Now You See It, Now You Don’t
The possibility of another pandemic aid package ping-ponged back and forth this past week, leaving millions of Americans in the lurch. President Trump added a wrinkle on Tuesday by abruptly calling off relief talks until after the election, ignoring urgent calls from the Federal Reserve chair, Jerome H. Powell, who said immediate government action was needed to avert “tragic” economic fallout. After Mr. Trump’s announcement sent markets into a tailspin, he quickly reversed course, tweeting that he was “ready to sign” a bill that would provide another round of $1,200 stimulus checks to Americans. Speaker Nancy Pelosi said she was willing to negotiate, and for a moment, a last-ditch effort looked possible. What’ll it be?
What’s Next? (Oct. 11-17)
The Next iPhone Generation
Apple will release a bevy of fresh iPhone designs (four in total) this Tuesday, just in time to start thinking about your gift list for the socially distanced holidays. The latest phones will feature upgraded cameras (all the better for Zoom calls, of course) and a broader selection of screen sizes, as well as a new A14 chip that supposedly increases operating speed. The iPhone continues to generate about half of Apple’s revenue, and business has flourished during the pandemic — the company became the first in the United States to hit a $2 trillion valuation in August.
Black Friday Comes Early
If waiting in long lines and jostling through harried shoppers for bargains on TVs and toys doesn’t sound up your alley this holiday season, don’t worry — big-box stores don’t want their Black Friday sales to become superspreader events, either. As a result, preholiday deals are starting more than a month earlier than usual. Target, Best Buy, Walmart and Amazon have all announced that they’re kicking off special discounts as soon as this week as they try to limit in-store crowds, reduce concerns about longer shipping times and compete for shoppers in a flailing economy.
Fishing for Brexit
If there’s one thing we’ve learned from Britain’s Brexit ordeal, it’s that deadlines are made to be broken. But here comes another one all the same. Prime Minister Boris Johnson said that this Thursday was the final day (really this time!) to hash out the broad strokes of a trade agreement with the European Union — you know, the one they’ve been haggling over for years — and has threatened to walk away (again) if insufficient progress is made. Britain formally left the E.U. at the end of January, but its economy is still effectively part of the bloc’s until the end of this year. A no-deal Brexit would be bad for Britain and Europe, but both sides are still hung up on fishing quotas and antitrust rules — you know, scintillating stuff.
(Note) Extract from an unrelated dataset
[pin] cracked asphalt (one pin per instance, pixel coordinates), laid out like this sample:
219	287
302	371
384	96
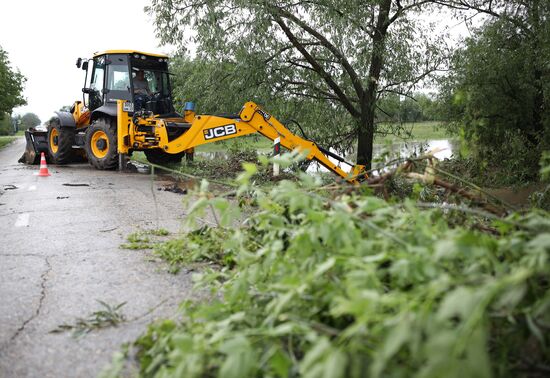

Turkey farmers are scrambling to anticipate demand (or lack thereof) as large Thanksgiving gatherings look less likely this year. Salad bars are having a rough time, too: The restaurant chain Ruby Tuesday, known for its unlimited “Garden Bar,” has filed for Chapter 11 bankruptcy. And WarnerMedia, which owns the TV channels HBO, TBS and TNT and Warner Bros. studio, is cutting thousands of jobs to compensate for the pandemic’s damage to movie ticket sales and advertising revenue.